Re: Reference Protocol and Implementation

From: Tim Panton <thp@westhawk.co.uk>
Date: Sun, 13 Nov 2011 19:03:34 +0000
Cc: public-webrtc@w3.org
Message-Id: <DD56CB15-131B-496E-B1A4-9972E6E00D70@westhawk.co.uk>
To: Ramesh Nethi <ramesh.nethi@gmail.com>
On 13 Nov 2011, at 16:53, Ramesh Nethi wrote:

> Hi,
> I have been following the activity on WebRTC last few months and excited to see the progress on the spec development.
> Wearing the hat of a web application developer, I have a question:
> As a web app developer, 
> - I am not an expert on signalling and media protocols
> - As a result, I cannot devise robust and secure protocols for the same.
> - However, I understand the web application development part of it (HTML5/JavaScript/Ajax/WebSockets, Python/PHP/Java/Node.js/Ruby etc)
> - I am excited at the possibility of a cross-browser, plugin-less  RTC capabilities and have bunch of ideas on how I can leverage these capabilities for a new application I am planning on developing
> - Going through some of the emails in this discussion forum and the API spec document, I get the impression that when browsers implement this standard, it is not enough for me to get started with application development.
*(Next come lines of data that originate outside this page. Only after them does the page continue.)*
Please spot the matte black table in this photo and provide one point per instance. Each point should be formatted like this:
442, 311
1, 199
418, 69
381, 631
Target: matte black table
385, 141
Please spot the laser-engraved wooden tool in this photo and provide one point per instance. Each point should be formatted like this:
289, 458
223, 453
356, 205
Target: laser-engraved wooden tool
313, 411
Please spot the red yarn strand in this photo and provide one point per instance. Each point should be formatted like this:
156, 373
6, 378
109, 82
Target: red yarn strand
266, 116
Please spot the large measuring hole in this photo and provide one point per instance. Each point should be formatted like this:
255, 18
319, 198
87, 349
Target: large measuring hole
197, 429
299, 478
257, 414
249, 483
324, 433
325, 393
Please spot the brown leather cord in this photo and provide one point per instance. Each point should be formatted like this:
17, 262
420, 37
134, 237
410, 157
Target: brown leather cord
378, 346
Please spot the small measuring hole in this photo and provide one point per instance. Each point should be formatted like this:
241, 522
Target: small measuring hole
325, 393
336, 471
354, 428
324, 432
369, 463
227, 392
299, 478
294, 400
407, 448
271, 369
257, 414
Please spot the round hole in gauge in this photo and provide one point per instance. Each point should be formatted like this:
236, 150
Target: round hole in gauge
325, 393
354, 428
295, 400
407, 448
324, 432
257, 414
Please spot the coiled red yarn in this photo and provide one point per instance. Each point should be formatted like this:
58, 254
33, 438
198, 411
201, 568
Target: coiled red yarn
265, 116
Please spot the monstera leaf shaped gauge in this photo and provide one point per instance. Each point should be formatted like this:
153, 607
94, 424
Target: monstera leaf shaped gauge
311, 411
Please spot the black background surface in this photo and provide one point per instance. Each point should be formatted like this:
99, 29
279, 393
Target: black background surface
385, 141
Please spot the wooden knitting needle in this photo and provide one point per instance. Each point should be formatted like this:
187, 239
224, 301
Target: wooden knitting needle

I still need the signalling protocol aspect to be taken care by myself.

It very much depends on what your application needs are. 

The simplest case really shouldn't need any library or anything beyond your normal coding skills.
So if have a group of users who all share the same web portal, you should be able to set up voice and
video calls between them without a major programming effort.

With the currently envisioned 'ROAP' model it would look something like this:

For the Alice calls Bob case, you will need to write some Javascript that uses the API to generate an 'offer',
which is a string, the page sends it (probably over a websocket) to your server, where the Node.js forwards it to 
Bob's browser. Your code in Bob's browser passes the offer string to the API, which returns an 'answer',
which is likewise a string. You return this 'answer' to Alice's browser via the reverse of the path the offer took.

(Think of the 'offer' and 'answer' as the fine print attachments 
to the "Alice would like to call Bob" and "Bob will accept Alice's call"
messages that you'd have to exchange anyway).

Assuming that the browsers are at all compatible the result of this exchange should be a bi-directional voice/and/or
video connection between Bob and Alice. 

Your javascript can tear either end down as needed.

Some NAT situations may prevent Bob and Alice from communicating directly. In which case you may need to run a
service that simply forwards packets between the two parties.

As for libraries, I would expect that by the time the browser code is available for general release, several opensource libraries will have early beta versions that support this and more complex use cases. 
Indeed I imagine quite a few free services you can use for the packet forwarding will also spring up.